SANCAK İKRAM UÇUŞA HAZIR
Türkiye’nin köklü uçak ikram (catering) şirketi Sancak, İstanbul Havalimanı’nda yeni ana üssünün inşasını tamamladı. Mustafa Bayrak’ın sahibi olduğu şirket yıllarca Atatürk Havalimanı’nda değişik havayolları şirketlerine ikram hizmeti vermişti. İstanbul dışında da üniteleri bulunan şirket, yeni ana üssünü tamamladığında pandemi ile karşılaştı. Ancak yine de üretime başladı. Özellikle ambalajlı ve yüksek hijyene sahip üretimin uçuşların artması ile belli bir kapasiteye ulaşması bekleniyor. Sancak, İstanbul merkez üretim ve operasyon ünitesi 10 bin metrekare kapalı alana sahip. Yüksek rafla donatılmış 1000 metrekare alanlı depo ve zemin altı ek depoları var. Özellikle havayollarına ait logolu ekipmanların muhafazası ve uçuşlara sevki için depo alanları önem bir rol oynuyor.
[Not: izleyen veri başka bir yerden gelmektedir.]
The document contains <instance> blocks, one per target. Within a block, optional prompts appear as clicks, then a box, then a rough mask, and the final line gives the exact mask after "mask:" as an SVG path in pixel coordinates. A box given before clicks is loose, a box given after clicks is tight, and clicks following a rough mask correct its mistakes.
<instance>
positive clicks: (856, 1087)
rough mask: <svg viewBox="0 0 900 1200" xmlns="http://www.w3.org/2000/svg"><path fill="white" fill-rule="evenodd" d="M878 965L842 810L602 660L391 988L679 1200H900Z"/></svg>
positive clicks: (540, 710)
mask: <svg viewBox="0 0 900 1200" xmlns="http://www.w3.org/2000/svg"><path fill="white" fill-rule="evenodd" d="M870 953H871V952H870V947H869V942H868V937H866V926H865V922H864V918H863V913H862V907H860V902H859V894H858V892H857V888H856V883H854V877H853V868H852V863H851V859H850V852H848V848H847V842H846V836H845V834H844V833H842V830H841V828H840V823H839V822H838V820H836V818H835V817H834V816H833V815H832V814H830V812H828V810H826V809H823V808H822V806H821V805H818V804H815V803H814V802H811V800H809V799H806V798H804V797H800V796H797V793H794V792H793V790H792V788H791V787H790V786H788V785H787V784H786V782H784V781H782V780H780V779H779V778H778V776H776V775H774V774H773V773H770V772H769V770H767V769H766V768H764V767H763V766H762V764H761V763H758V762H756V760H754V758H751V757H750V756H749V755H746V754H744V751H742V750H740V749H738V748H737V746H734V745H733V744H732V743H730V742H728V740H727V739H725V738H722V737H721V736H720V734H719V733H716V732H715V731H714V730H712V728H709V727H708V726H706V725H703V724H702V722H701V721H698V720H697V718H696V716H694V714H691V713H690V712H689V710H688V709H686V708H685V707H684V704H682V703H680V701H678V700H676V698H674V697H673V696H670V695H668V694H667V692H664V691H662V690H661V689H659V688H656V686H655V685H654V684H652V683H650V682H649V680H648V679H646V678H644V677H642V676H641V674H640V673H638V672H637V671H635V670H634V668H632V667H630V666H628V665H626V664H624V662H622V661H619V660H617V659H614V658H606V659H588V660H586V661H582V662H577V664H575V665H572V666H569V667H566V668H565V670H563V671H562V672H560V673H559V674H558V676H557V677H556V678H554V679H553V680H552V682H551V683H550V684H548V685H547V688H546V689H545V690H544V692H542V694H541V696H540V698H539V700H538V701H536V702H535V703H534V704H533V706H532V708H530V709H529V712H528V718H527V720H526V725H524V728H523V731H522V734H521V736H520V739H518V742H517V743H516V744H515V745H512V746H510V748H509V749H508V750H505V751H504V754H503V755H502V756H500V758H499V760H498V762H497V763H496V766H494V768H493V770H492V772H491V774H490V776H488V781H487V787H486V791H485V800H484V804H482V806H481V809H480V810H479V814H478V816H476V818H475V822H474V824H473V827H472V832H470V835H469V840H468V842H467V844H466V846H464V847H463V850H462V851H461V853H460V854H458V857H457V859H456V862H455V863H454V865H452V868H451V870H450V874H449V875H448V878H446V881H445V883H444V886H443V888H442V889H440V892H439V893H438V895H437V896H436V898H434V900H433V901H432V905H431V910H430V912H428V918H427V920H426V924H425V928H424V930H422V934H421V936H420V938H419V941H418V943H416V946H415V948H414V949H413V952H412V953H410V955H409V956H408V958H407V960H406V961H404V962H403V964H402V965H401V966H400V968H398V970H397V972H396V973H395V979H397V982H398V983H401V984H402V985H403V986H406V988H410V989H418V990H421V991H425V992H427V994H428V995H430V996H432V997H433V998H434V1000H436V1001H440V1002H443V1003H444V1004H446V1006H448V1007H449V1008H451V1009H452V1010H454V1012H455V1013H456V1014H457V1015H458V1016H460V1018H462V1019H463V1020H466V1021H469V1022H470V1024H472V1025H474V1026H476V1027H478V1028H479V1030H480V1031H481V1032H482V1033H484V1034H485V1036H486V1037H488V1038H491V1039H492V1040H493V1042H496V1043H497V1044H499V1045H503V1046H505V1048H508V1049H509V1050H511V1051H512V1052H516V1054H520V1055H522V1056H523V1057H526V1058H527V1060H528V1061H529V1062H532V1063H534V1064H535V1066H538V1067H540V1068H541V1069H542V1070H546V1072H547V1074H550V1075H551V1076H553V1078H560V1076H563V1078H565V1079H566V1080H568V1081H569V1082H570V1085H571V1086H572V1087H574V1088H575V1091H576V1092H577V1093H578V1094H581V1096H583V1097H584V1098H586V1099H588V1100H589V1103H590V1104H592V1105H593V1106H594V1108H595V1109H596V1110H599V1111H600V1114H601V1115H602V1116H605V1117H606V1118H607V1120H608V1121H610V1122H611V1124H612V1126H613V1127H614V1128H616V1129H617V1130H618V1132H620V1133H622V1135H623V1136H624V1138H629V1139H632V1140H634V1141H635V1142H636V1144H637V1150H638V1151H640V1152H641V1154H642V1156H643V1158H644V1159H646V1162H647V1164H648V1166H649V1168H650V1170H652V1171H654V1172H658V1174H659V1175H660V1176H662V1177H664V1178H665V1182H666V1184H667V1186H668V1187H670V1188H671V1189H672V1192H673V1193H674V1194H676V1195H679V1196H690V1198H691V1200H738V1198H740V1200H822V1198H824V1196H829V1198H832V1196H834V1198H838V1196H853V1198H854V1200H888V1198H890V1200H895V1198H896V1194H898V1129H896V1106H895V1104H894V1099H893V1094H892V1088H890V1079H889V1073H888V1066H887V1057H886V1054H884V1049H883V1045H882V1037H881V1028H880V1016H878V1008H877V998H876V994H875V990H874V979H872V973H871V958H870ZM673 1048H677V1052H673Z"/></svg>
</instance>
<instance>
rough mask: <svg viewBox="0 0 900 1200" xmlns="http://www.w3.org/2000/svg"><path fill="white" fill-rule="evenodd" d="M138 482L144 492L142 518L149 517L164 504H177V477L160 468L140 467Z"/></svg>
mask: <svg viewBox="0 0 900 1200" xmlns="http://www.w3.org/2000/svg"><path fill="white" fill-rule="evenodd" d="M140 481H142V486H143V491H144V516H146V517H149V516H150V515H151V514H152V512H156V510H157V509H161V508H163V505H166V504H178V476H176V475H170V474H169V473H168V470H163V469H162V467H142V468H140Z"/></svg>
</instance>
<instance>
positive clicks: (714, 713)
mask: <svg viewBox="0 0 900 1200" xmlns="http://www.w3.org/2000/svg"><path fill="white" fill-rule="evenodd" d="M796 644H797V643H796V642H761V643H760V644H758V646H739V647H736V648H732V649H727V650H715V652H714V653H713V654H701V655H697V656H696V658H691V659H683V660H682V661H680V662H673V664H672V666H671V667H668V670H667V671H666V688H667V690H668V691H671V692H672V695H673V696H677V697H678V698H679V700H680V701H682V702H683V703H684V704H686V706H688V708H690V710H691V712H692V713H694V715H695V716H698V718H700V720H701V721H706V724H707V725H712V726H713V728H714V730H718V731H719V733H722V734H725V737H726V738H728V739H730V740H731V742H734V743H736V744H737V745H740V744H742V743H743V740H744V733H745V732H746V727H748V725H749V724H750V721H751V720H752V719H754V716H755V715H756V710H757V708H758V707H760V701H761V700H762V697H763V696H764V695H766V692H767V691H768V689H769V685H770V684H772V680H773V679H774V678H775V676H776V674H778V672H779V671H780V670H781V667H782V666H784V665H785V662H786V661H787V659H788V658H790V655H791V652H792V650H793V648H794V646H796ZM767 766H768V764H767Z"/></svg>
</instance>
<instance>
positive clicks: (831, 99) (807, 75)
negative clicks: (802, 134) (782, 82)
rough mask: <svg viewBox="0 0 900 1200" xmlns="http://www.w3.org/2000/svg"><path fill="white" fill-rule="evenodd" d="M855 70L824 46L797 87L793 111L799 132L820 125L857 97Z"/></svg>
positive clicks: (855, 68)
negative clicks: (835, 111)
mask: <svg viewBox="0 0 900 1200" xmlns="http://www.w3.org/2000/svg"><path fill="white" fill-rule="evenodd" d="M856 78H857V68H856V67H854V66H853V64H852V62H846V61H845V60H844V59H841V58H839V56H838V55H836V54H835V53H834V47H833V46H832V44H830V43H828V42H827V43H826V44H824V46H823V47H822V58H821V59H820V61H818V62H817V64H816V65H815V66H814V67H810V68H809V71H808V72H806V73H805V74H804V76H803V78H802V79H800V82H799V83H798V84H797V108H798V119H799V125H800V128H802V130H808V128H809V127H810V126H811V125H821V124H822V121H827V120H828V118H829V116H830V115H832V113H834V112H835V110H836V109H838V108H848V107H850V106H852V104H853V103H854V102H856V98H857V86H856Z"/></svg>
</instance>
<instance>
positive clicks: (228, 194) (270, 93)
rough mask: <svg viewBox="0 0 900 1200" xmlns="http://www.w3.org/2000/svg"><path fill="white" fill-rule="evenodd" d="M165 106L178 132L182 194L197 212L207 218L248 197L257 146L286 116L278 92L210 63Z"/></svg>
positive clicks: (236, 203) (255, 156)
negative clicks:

Hammadde ve yarı mamullerin muhafazası için 15 derin soğutma odasına, 50’den fazla soğuk oda bulunan merkez günlük 50 bin adet yemek ve 150 bin adet sandviç üretimini kolaylıkla sağlayabilecek kapasitesinin yanı sıra ihtiyaca göre bu üretimin artması için kullanılabilecek rezerv alana da sahip. Binanın iç ve dış mimarisi 28 yılda edinilen deneyim ve endüstrinin globalde getirdiği tüm en üst standartları göz önünde tutularak dizayn edildi. Bu dizayn, yemeklerin steril ortamdaki bina içi muhafazası ve paketlenmesinden uçağa kadar olan teslim sürecinin en etkin ve efektif şekilde yönetilmesini sağlıyor.